Sicuramente l’importanza che dà l’autore all’attività onirica è influenzata dalla poetica di Pessoa. Per il poeta la vita reale è nel sogno perché aderisce alle aspirazioni più intime dell’uomo, quelle che, anche razionalmente, non riesce a vedere e accettare.

Non ho fatto altro che sognare. Questo, e questo soltanto, è sempre stato il senso della mia vita. Non ho mai avuto altra preoccupazione vera se non la mia interiore. I più grandi dolori della mia vita sfumano quando, aprendo la finestra che si affaccia sulla strada del mio sogno e guardando il suo andamento, posso dimenticare me stesso.113

Il sogno, nel Libro dell’inquietudine, viene confuso con la realtà, come accade anche in Requiem e in Notturno indiano, in cui il protagonista, preda dell’insonnia e di allucinazioni dovute alla dormiveglia, fa dei sogni lucidi.

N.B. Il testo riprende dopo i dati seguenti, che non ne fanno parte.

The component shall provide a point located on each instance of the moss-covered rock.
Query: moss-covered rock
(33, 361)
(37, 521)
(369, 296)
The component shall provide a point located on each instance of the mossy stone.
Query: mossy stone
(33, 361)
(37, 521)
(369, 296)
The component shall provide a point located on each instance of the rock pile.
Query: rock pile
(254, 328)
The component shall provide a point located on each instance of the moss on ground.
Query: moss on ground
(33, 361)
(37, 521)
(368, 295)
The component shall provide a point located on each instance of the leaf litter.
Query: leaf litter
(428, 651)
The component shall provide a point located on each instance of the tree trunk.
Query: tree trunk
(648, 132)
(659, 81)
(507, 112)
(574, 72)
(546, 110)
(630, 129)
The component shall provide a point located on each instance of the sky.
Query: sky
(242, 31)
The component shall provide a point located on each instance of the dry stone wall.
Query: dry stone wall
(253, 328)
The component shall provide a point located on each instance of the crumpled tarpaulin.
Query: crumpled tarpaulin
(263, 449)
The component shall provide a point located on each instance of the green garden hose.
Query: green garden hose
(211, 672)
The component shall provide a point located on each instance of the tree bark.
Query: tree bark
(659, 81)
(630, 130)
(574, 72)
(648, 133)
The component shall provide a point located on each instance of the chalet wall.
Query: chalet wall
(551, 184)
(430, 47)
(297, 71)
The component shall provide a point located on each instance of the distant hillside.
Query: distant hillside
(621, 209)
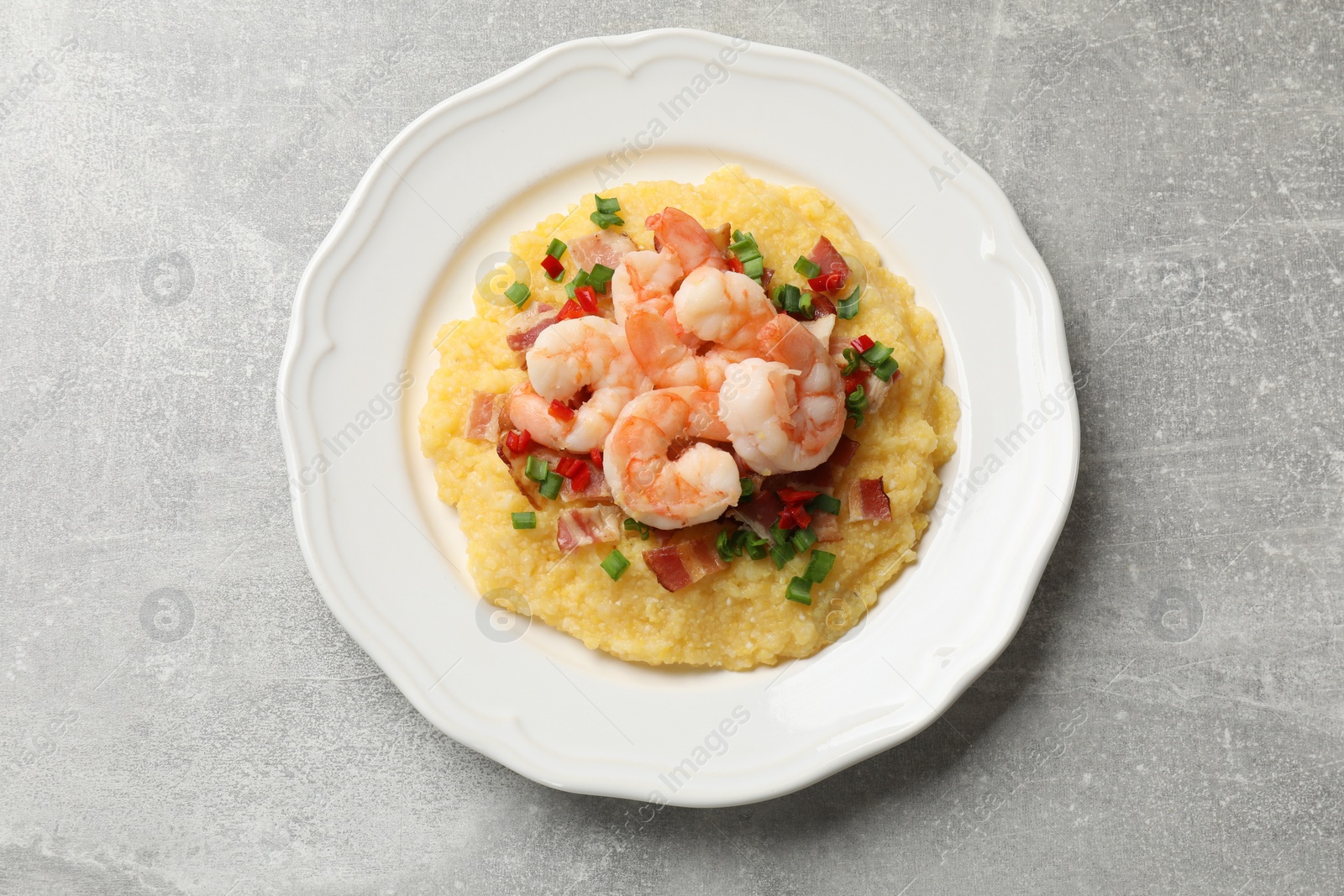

I sogni in Tabucchi non vengono mai analizzati o interpretati. Sono consegnati integri alla storia e alla interpretazione del lettore. I personaggi che sognano vivono l’esperienza onirica con casualità. Il fatto che né il narratore né il protagonista

112 TRENTINI 2003, pp. 141, 142. 113 PESSOA 1986, pp. 214, 215.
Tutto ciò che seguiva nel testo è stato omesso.